Junto a otras nueve personas, Anna se sumergió en el mar en el interior del submarino científico que los mecenas habían patrocinado. Debía decidir si era necesario iniciar una prospección subacuática.
—¿Puedes bajar sola?
—Si los piratas dejaron algo nadaré tan rápido como una sirena.
Cuando las aguas cubrieron las ciudades los piratas desvalijaron museos y monumentos. En aquella nueva vida lo que de verdad importaba era preservar el pasado.
El submarino tocó fondo. Anna miró por la ventana el majestuoso e imponente edificio con torres de piedra arenosa cubiertas de algas y corales. Los focos iluminaban el templo y parecía bendecido por un rayo divino. A Anna se le encogió el corazón.
El agua entró en su compartimento y se hundió en ella. Tocó las altas torres, las vidrieras de colores, las cúpulas… Buscaba el Jesucristo del baldaquino.
Pero nada más entrar en el edificio lo que parecía un pez se detuvo ante ella. Hocico puntiagudo, mirada simpática, sonrisa amigable; a su lado, una cría curiosa. Y más allá, muchos más. Habitaban todo el templo.
¡Delfines! ¡Eran delfines! Se creían extinguidos y allí estaban. Vivos. Felices. En familia. El delfín, juguetón, quiso explorarla, que le acariciara con las manos. Anna le complació y descubrió que junto al espiráculo había desarrollado branquias.

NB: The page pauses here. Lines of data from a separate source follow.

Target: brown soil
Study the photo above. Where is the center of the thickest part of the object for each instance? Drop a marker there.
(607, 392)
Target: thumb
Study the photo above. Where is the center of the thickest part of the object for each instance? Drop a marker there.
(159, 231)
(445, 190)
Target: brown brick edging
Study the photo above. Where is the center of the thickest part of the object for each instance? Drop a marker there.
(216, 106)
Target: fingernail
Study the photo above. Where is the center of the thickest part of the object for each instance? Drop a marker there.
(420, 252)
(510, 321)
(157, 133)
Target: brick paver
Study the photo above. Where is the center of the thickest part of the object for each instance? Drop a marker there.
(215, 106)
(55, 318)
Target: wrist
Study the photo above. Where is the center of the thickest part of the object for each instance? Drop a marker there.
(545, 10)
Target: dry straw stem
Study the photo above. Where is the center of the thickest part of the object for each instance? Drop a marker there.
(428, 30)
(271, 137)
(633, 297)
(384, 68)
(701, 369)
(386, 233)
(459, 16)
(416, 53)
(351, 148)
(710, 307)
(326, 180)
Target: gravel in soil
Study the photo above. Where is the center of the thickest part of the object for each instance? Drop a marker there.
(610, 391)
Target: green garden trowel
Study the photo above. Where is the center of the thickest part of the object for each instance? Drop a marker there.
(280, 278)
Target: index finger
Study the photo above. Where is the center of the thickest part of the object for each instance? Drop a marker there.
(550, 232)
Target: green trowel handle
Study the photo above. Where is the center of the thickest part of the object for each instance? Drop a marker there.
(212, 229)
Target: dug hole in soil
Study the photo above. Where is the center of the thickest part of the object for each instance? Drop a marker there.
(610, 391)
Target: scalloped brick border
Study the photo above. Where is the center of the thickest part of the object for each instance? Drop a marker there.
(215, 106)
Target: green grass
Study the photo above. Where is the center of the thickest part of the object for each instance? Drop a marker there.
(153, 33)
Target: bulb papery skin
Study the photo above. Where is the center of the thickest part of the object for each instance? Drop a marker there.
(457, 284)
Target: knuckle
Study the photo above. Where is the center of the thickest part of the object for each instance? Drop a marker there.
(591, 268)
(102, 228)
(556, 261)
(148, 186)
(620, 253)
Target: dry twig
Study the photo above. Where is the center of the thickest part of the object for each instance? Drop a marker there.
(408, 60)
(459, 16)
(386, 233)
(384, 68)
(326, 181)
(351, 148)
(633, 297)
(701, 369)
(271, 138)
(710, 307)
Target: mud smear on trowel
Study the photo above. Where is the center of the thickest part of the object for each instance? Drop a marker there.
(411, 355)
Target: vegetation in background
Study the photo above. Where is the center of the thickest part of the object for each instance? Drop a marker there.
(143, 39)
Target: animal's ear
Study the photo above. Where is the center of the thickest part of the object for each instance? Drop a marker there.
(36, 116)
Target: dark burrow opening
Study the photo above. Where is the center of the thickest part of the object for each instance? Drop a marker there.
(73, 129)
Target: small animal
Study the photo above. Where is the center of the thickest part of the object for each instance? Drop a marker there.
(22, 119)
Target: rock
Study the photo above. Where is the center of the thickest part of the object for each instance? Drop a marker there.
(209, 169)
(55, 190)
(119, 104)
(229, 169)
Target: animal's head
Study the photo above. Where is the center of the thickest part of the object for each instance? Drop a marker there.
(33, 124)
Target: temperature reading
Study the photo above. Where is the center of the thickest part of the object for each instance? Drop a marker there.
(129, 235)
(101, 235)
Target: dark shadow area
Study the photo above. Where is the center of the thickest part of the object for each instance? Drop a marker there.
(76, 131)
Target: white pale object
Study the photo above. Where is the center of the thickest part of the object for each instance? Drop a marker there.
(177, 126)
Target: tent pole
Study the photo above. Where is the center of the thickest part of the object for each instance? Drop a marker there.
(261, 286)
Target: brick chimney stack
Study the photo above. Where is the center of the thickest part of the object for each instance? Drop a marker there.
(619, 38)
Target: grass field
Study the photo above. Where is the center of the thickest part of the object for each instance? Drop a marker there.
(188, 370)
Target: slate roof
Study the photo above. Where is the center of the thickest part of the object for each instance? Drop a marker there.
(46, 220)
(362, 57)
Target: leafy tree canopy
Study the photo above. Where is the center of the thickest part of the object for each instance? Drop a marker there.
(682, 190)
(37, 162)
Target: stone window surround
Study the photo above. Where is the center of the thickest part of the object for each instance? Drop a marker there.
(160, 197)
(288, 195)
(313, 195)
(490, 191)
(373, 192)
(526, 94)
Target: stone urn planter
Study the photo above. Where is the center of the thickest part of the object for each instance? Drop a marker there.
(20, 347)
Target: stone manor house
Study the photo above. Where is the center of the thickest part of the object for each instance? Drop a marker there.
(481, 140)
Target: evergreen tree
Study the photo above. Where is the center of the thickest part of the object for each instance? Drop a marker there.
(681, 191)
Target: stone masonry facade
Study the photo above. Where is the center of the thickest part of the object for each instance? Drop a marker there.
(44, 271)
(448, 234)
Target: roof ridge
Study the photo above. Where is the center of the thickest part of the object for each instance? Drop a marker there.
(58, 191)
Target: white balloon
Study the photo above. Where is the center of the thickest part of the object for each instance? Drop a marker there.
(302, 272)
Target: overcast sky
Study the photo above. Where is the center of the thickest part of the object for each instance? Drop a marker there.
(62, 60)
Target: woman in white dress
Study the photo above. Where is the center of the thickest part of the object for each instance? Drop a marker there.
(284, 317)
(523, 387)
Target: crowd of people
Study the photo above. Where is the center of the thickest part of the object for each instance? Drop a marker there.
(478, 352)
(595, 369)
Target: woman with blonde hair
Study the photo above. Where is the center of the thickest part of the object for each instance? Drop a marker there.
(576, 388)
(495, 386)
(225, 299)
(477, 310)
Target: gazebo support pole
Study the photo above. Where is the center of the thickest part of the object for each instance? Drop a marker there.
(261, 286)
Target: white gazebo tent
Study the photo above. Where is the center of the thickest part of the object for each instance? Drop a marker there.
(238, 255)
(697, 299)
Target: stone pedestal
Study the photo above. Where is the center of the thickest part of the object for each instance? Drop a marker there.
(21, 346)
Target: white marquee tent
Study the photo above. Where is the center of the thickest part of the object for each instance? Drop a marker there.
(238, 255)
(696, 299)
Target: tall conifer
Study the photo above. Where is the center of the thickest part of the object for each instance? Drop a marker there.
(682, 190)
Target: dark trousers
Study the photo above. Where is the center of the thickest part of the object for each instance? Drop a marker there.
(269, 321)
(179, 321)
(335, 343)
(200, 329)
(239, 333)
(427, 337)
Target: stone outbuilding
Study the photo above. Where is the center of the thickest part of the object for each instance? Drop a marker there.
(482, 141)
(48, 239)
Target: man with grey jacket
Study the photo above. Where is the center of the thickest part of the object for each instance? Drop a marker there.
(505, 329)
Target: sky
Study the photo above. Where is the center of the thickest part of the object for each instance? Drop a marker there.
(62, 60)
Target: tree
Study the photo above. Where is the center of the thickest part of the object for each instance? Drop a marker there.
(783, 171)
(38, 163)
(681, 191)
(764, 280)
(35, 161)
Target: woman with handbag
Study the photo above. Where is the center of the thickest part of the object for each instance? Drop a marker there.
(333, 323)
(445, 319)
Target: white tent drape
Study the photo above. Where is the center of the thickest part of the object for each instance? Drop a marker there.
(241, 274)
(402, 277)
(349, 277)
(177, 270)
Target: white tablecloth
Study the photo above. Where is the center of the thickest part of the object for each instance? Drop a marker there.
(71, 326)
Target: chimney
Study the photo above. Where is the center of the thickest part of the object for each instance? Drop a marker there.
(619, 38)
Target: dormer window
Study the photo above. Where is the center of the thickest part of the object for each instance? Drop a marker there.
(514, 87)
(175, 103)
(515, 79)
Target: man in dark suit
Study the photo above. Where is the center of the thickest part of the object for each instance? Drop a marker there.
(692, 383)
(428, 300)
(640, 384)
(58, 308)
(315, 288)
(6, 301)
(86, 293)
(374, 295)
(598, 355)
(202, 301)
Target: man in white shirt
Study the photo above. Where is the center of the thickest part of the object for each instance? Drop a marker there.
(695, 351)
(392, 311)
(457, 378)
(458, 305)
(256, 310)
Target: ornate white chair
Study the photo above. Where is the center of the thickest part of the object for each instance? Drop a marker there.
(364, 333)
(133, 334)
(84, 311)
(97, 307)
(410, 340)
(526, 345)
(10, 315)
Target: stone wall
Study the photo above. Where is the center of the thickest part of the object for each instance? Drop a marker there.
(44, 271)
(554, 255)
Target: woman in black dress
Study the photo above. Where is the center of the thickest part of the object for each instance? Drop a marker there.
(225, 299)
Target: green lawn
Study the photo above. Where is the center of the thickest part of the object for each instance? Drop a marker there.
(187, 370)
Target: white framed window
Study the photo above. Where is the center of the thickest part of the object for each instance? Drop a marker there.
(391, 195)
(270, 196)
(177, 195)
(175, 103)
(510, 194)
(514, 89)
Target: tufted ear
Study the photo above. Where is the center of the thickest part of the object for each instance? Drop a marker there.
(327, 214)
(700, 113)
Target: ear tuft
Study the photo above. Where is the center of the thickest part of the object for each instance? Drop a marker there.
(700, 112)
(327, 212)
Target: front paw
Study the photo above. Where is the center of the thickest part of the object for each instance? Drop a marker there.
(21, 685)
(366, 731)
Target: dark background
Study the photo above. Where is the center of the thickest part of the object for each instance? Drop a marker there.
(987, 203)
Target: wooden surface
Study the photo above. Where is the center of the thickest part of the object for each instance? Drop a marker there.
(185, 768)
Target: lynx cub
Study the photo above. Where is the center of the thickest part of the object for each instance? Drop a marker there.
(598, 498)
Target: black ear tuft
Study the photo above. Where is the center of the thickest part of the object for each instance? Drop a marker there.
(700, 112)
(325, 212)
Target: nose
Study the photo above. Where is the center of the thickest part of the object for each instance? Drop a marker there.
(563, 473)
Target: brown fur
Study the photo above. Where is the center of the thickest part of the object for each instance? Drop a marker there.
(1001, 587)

“Habéis querido alejaros de nosotros, dañinos humanos”.
Deseó convertirse en espuma de mar, como la sirenita de Andersen, y quedarse allí para siempre. Entonces, recordó su cometido: encontrar el baldaquino. Allí estaba el heptágono metálico de racimos de uva con el Cristo en cruz y delfines jugueteando a su alrededor. Si llegaban los humanos, ellos tendrían que marcharse. ¿Y no era aquella la más sagrada de las familias?
Regresó con pena, sabiendo que no volvería a ver delfines pero tampoco el templo que Gaudí jamás vio terminado.
—Vámonos —les dijo a sus compañeros—. Aquí no queda nada para nosotros.